(Phys.org) —Astronomers using NASA's Spitzer Space Telescope have spotted a young stellar system that "blinks" every 93 days. Called YLW 16A, the system likely consists of three developing stars, two of which are surrounded by a disk of material left over from the star-formation process.
As the two inner stars whirl around each other, they periodically peek out from the disk that girds them like a hula hoop. The hoop itself appears to be misaligned from the central star pair, probably due to the disrupting gravitational presence of the third star orbiting at the periphery of the system. The whole system cycles through bright and faint phases, with the central stars playing a sort of cosmic peek-a-boo as the tilted disk twirls around them. It is believed that this disk should go on to spawn planets and the other celestial bodies that make up a solar system.

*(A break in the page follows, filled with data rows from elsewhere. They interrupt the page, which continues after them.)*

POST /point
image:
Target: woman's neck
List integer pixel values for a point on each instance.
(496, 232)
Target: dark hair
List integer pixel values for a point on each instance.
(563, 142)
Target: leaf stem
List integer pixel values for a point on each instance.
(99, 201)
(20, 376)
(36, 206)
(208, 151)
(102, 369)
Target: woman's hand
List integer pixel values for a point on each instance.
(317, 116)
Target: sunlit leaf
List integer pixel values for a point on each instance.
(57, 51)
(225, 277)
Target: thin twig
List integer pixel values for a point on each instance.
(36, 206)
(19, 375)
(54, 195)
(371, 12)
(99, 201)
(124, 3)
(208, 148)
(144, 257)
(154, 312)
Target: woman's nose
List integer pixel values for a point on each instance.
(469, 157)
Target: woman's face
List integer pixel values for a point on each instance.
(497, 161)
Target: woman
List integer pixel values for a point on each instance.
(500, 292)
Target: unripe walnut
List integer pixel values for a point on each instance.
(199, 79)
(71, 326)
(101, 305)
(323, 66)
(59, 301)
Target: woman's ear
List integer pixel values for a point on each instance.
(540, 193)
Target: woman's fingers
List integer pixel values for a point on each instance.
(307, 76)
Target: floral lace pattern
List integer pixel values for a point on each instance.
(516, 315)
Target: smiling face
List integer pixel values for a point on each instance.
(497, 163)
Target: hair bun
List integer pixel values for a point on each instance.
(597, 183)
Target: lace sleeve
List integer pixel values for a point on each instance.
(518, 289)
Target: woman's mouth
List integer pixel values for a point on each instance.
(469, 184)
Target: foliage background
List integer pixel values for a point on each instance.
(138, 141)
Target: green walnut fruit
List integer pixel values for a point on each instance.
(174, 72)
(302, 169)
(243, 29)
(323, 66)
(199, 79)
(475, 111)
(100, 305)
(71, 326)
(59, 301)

Spitzer observed infrared light from YLW 16A, emitted by the warmed gas and dust in the disk that still swathes the young stars. Other observations came from the ground-based 2MASS survey, as well as from the NACO instrument at the European Southern Observatory's Very Large Telescope in Chile.
YLW 16A is the fourth example of a star system known to blink in such a manner, and the second in the same star-forming region Rho Ophiuchus. The finding suggests that these systems might be more common than once thought. Blinking star systems with warped disks offer scientists a way to study how planets form in these environments. The planets can orbit one or both of the stars in the binary star system. The famous science fictional planet Tatooine in "Star Wars" orbits two stars, hence its double sunsets. Such worlds are referred to as circumbinary planets. Astronomers can record how light is absorbed by planet-forming disks during the bright and faint phases of blinking stellar systems, which in turn reveals information about the materials that comprise the disk.
"These blinking systems offer natural probes of the binary and circumbinary planet formation process," said Peter Plavchan, a scientist at the NASA Exoplanet Science Institute and Infrared Processing and Analysis Center at the California Institute of Technology, Pasadena, Calif., and lead author of a new paper accepted for publication in Astronomy & Astrophysics.